Types of Financial Aid
There are numerous options for funding your education, and one of the most widely used is a federal or private loan.
The Federal Stafford Loan is the most common type of federal student financial aid loan, and all students are encouraged to apply. It requires the completion of the Free Application for Federal Student Aid (FAFSA).
There are two types of Federal Stafford Loans:
A subsidized Stafford Loan is awarded on the basis of need. The federal government pays interest on the loan while you are enrolled at least half time (5 credits for graduate students) and for one 6-month grace period after you graduate or fall below half-time enrollment.

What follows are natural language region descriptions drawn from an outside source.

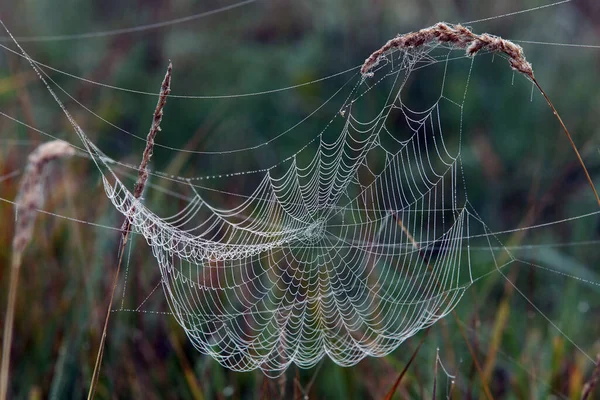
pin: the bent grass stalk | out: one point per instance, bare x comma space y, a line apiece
30, 199
126, 228
464, 38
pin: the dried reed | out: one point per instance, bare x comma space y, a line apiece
165, 90
30, 199
462, 37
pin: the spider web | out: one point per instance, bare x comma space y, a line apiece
346, 248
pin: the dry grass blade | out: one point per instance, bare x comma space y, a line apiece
462, 37
137, 192
399, 379
590, 385
29, 200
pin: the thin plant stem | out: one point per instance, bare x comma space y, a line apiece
412, 358
30, 199
8, 325
562, 124
126, 229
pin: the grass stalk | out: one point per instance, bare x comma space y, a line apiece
30, 199
126, 228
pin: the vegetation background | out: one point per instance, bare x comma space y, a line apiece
521, 172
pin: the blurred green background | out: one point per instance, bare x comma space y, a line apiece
520, 170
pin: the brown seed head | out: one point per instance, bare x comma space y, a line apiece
31, 194
457, 35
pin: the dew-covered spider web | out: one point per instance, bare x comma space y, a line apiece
345, 248
348, 244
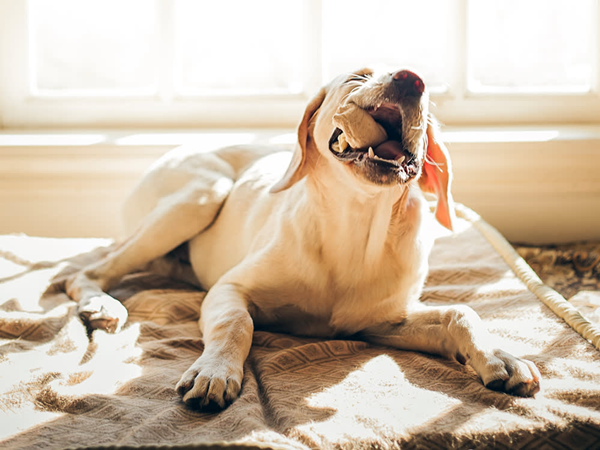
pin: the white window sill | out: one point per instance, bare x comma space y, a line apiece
535, 184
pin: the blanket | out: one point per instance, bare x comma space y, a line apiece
62, 386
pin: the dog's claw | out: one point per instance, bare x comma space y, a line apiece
207, 384
509, 374
103, 312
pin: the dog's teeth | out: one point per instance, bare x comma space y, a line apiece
343, 142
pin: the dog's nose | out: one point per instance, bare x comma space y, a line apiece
409, 83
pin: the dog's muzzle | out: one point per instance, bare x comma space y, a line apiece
398, 108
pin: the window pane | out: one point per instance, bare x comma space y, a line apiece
396, 34
239, 46
90, 45
530, 45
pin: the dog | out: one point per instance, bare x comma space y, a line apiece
330, 240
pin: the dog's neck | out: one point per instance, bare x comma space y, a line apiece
369, 219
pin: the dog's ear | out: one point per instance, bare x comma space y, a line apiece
295, 171
436, 177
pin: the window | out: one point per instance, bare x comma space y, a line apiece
255, 62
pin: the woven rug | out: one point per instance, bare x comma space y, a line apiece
572, 269
63, 388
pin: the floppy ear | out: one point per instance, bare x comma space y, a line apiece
295, 171
436, 177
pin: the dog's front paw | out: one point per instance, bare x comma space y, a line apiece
103, 312
210, 381
504, 372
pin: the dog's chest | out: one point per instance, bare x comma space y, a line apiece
318, 300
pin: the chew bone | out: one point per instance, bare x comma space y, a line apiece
359, 128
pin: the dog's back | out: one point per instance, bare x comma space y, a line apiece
188, 169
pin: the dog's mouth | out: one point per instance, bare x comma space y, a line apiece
390, 155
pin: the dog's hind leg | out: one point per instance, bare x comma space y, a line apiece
175, 219
458, 332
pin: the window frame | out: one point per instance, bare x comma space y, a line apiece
19, 108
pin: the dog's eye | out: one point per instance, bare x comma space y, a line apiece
359, 78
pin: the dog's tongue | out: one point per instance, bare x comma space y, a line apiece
390, 150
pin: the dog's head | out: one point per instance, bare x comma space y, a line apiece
377, 129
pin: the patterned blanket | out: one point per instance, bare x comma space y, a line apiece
62, 387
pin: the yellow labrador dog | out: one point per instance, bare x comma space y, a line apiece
333, 241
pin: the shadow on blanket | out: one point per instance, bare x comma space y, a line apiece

Note: Direct Subsidized Stafford Loans made on or after July 1, 2012, and before July 1, 2014, are not eligible for interest subsidy during the six-month grace period.
An unsubsidized Stafford Loan is not based on need. Students are responsible for the interest that accrues on an unsubsidized loan while enrolled. No payments are required on any Stafford Loan until 6 months after you leave school (if you have not yet used the grace period) or if you fall below 5 credits for graduate-level enrollment. If possible, you may want to pay accrued interest on an unsubsidized loan while you are enrolled.
Alternative Student Loans
Some students may need additional loan funds after maximizing their federal loan options or may not be eligible for federal loans and still need to borrow towards their education. Many lenders offer private alternative loans to help students meet the gap between financial aid and college costs.
Students must either meet the credit criteria of the loan for which they are applying or have a credit-eligible co-borrower. Many of these loans also require a minimum of half-time enrollment (5 credit hours for graduate study) per quarter.